Recommended changes to the code itself include prohibiting the accepting gifts of any kind with a few exceptions like ceremonial plaques, prohibiting knowingly using the position of a public figure for personal gain and prohibiting using municipal resources for personal use. Children of town officials would no longer be allowed to work for the town under the recommended code, even in seasonal positions.
Another recommendation would restrict town officials from seeking employment with companies that do business with the town for up to one year after they leave that position. The committee also recommended a recusal requirement for Town Board members who have private involvement with companies seeking contracts with the town.

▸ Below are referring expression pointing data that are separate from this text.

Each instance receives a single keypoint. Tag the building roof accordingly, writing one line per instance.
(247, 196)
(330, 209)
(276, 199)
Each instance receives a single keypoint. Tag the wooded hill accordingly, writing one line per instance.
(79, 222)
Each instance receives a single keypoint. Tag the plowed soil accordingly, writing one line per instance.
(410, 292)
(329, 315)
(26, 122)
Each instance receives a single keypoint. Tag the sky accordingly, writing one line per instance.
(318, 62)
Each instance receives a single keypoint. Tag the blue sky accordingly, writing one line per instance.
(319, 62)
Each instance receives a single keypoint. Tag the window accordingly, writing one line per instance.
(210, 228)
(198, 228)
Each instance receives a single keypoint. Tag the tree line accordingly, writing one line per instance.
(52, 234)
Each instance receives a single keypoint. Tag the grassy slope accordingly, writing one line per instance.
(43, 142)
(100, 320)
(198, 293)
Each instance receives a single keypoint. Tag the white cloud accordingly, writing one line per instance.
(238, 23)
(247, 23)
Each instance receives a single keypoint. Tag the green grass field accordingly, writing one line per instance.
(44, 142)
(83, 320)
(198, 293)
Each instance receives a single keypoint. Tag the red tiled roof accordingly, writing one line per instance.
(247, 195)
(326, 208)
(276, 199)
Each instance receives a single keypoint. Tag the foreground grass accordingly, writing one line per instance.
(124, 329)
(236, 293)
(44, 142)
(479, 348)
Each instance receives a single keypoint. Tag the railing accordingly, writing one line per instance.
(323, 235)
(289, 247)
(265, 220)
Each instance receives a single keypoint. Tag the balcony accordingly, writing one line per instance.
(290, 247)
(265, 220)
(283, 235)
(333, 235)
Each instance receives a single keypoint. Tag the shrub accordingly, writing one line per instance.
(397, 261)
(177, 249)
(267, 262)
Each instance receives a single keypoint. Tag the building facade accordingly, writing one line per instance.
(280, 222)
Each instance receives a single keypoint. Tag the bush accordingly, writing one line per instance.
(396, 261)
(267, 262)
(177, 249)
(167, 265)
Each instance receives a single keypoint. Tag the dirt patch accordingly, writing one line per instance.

The group said the changes to the code were meant to provide clear and uniform guidance to town officers and employees to “ensure honest and ethical behavior.”
Councilwoman Joann Dawson said she appreciated the hard work of the advisory committee but said more time is needed to vet the recommendations.
“The recommendations are very wide and complex and I want to take the time to go through the lines and consider their purpose for this town code,” she said.
She questioned how the town could prevent former town officials from seeking out a job with a company that does business with the town after they’ve left office.
Councilman Kyle Kotary agreed, and also wondered why a hiring block would be put on only the children of town officials, asking why spouses and other family members were not included.
Councilman Jeffrey Kuhn and Councilman George Lenhardt were both wary of the investigative duties proposed for the Ethics Board and wondered if there were certain steps that need to be followed to exonerate an accused official with the public if the accusations have no merit.
The changes to the ethics law will likely be discussed again at the Town Board meeting on Wednesday, May 9.